Even before the war in Iran began to choke global energy supplies, 93 per cent of survey respondents said energy costs were hitting their profitability and 15 per cent feared they would be forced to close.
“This is just the latest in a long procession of inflationary pressures that the industry is facing,” said David Roberts, a hospitality sector specialist at law firm CMS. “It’s starting to feel like a permacrisis.”
Some hospitality businesses were already suspending expansion plans and closing earlier to save money, said Roberts.
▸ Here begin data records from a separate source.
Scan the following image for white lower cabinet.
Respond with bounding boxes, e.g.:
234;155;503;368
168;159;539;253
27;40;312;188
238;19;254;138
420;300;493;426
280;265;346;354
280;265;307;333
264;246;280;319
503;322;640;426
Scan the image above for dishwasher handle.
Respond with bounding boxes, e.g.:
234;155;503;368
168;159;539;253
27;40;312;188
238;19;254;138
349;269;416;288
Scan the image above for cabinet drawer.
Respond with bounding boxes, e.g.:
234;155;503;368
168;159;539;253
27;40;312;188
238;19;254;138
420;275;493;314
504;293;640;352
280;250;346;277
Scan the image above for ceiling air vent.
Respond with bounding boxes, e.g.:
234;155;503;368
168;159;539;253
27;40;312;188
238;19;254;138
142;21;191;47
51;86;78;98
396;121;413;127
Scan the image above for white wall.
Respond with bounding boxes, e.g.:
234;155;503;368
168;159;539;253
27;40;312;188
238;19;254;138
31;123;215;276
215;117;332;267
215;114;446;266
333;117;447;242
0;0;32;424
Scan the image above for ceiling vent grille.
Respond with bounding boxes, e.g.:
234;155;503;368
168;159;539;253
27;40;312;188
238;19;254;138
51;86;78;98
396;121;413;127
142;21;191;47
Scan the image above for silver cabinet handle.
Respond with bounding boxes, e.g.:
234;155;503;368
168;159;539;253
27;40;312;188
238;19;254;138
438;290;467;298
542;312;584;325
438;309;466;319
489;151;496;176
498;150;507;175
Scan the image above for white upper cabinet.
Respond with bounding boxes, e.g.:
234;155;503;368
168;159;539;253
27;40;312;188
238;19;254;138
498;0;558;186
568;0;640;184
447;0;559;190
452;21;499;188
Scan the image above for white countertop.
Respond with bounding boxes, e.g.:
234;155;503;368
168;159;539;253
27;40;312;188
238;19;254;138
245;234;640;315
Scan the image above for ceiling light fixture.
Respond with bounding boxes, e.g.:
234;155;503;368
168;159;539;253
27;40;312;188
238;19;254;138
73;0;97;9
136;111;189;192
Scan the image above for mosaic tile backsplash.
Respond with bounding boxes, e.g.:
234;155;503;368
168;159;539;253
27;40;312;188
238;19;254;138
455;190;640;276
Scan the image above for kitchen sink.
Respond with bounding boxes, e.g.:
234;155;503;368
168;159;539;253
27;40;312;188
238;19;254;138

For others, survival could depend on the timing of their energy contract renewals, he added.
Blacklock, a steakhouse chain that Roberts co-owns, hedged its energy contracts shortly before the onset of the war — a move he admits was “more luck than any brilliant forethought”.
Nicholls said many UK hospitality businesses were “better prepared” following the energy crisis sparked by Russia’s full-scale invasion of Ukraine in 2022. Bankruptcies that year among pubs and bars soared to their highest level in almost a decade, solidifying a push to hedge energy costs among large businesses in the sector.
But Upham Inns’ Dunstall said the blow from rising energy prices in 2022 was softened because it came when the hospitality sector was “enjoying a honeymoon after Covid”. Now, he said, rising energy prices combined with “so many other financial pressures that are affecting both us and consumers”.
Wetherspoons’ founder and chief executive Tim Martin said the hospitality industry was “possibly more vulnerable than it’s ever been”.
Wetherspoons, known for its low-priced drinks and food, last month warned that profits may fall short of expectations this year, citing higher labour costs, energy prices and taxes, as well as “considerable pressure” on consumer finances.
While pubs “in super-affluent areas” could pass on higher costs and retain traffic, Martin said that for most of the UK hospitality industry, high energy prices “have the status of the straw that breaks the camel’s back”.